Poursuivi, le pétrolier Shell préfère les tribunaux d’Abuja à ceux de Londres

Les communautés du Delta du Niger craignent une délocalisation de leur recours collectif contre Shell, de Londres à Abuja. Ces derniers justifient leur crainte par  la collusion  entre la multinationale et le Nigéria
Poursuivi pour pollution, le pétrolier Shell redouble d’effort pour éviter une procédure judiciaire en Angleterre. La multinationale vient de déposer un recours devant la Haute Cour britannique pour délocaliser le procès à Abuja. Une éventualité qui fait craindre le pire aux communautés Ogale et Bille.

La compagnie pétrolière anglo-hollandaise, Shell, fait face à une procédure judiciaire qui vient suite à un recours collectif des communautés nigérianes Ogale et Bille (40.000 personnes) accusant la multinationale d’avoir pollué leurs terres. Un recours a été déposé par les plaignants en Angleterre pour le que le procès se déroule sous juridiction britannique.

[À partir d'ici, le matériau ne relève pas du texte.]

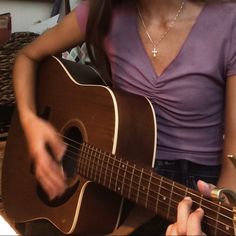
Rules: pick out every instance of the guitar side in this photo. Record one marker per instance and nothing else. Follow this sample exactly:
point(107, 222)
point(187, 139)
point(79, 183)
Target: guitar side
point(93, 113)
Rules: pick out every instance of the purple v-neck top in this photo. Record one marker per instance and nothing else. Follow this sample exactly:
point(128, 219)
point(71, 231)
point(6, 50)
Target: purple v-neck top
point(188, 97)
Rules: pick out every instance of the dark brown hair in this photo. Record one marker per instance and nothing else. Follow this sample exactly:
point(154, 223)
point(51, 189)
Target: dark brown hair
point(98, 25)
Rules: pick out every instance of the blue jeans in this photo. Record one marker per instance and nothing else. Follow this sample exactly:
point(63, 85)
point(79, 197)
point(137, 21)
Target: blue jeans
point(186, 173)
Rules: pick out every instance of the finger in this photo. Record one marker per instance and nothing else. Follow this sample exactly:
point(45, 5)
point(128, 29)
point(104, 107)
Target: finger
point(171, 230)
point(184, 209)
point(205, 188)
point(194, 222)
point(50, 175)
point(57, 146)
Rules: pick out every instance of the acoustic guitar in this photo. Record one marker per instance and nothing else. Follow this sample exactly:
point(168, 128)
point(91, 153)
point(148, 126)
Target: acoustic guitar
point(111, 138)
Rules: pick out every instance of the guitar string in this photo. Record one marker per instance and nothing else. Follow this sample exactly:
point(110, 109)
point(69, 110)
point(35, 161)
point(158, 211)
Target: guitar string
point(176, 203)
point(173, 207)
point(163, 196)
point(123, 163)
point(109, 156)
point(137, 170)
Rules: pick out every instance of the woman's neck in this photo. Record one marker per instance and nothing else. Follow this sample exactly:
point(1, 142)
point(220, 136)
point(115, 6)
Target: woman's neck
point(159, 10)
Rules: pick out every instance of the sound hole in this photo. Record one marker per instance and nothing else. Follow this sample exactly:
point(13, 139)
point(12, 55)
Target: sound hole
point(73, 140)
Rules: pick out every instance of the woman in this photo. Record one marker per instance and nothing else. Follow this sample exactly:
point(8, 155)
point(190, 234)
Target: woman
point(178, 53)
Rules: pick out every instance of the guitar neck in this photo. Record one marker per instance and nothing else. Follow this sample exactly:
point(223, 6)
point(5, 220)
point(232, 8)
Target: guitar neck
point(150, 190)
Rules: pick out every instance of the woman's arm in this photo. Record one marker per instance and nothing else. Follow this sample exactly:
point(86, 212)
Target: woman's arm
point(63, 36)
point(228, 172)
point(39, 133)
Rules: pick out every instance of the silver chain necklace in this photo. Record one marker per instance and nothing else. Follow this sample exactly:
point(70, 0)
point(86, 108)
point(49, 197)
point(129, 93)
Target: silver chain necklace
point(155, 45)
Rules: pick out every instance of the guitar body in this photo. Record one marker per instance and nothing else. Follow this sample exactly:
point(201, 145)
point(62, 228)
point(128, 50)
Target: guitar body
point(73, 99)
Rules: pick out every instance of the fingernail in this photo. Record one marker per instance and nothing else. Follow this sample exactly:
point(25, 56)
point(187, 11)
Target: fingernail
point(188, 198)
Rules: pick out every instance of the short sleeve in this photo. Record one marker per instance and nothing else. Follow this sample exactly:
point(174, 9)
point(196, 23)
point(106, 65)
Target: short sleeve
point(82, 15)
point(231, 64)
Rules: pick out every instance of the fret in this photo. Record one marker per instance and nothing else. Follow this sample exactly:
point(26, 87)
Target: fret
point(158, 195)
point(165, 195)
point(225, 220)
point(144, 183)
point(170, 199)
point(101, 166)
point(86, 161)
point(106, 168)
point(135, 185)
point(131, 182)
point(117, 188)
point(79, 165)
point(148, 189)
point(139, 185)
point(112, 167)
point(124, 166)
point(97, 164)
point(91, 165)
point(83, 151)
point(217, 218)
point(89, 154)
point(200, 202)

Face à ce recours, la réaction de la multinationale ne s’est pas faite attendre. Cette dernière a contesté devant la Haute Cour de Londres, la légitimité de la justice anglaise à traiter cette affaire. Pour le géant pétrolier, l’affaire doit être traitée à Abuja vu que le responsable de la pollution est sa filiale nigériane SPDC et que les dégâts matériels étaient tous localisés au Nigéria. « Cette affaire concerne fondamentalement des problèmes nigérians », a argumenté Peter Goldsmith, l’avocat du groupe devant la Haute Cour.

Casier judiciaire

La possibilité de voir le procès dépaysé de Londres à Abuja, inquiète les plaignants. Pour ces derniers le choix de la justice britannique représente un gage d’impartialité et pourrait faire stopper la pollution dans la région du Delta du Niger. Pour les communauté Ogale et Bille, une délocalisation du procès à Abuja serait un signe de mauvaise augure et traduirait le manque de confiance des populations dans la justice nigériane. En plus des réparations matérielles, l’objectif de ce recours est d’obliger Shell à reconnaître les conclusions d’une enquête de l’ONU qui date de 2011 et qui pointe du doigt les dommages de la pollution pétrolière dans la région de l’Ogoniland. Selon les conclusions de l’enquête onusienne, les dommages subis par les régions d’Ogale et de Bille nécessiteraient la plus vaste opération de nettoyage jamais entreprise au monde et devrait durer entre 25 et 30 ans.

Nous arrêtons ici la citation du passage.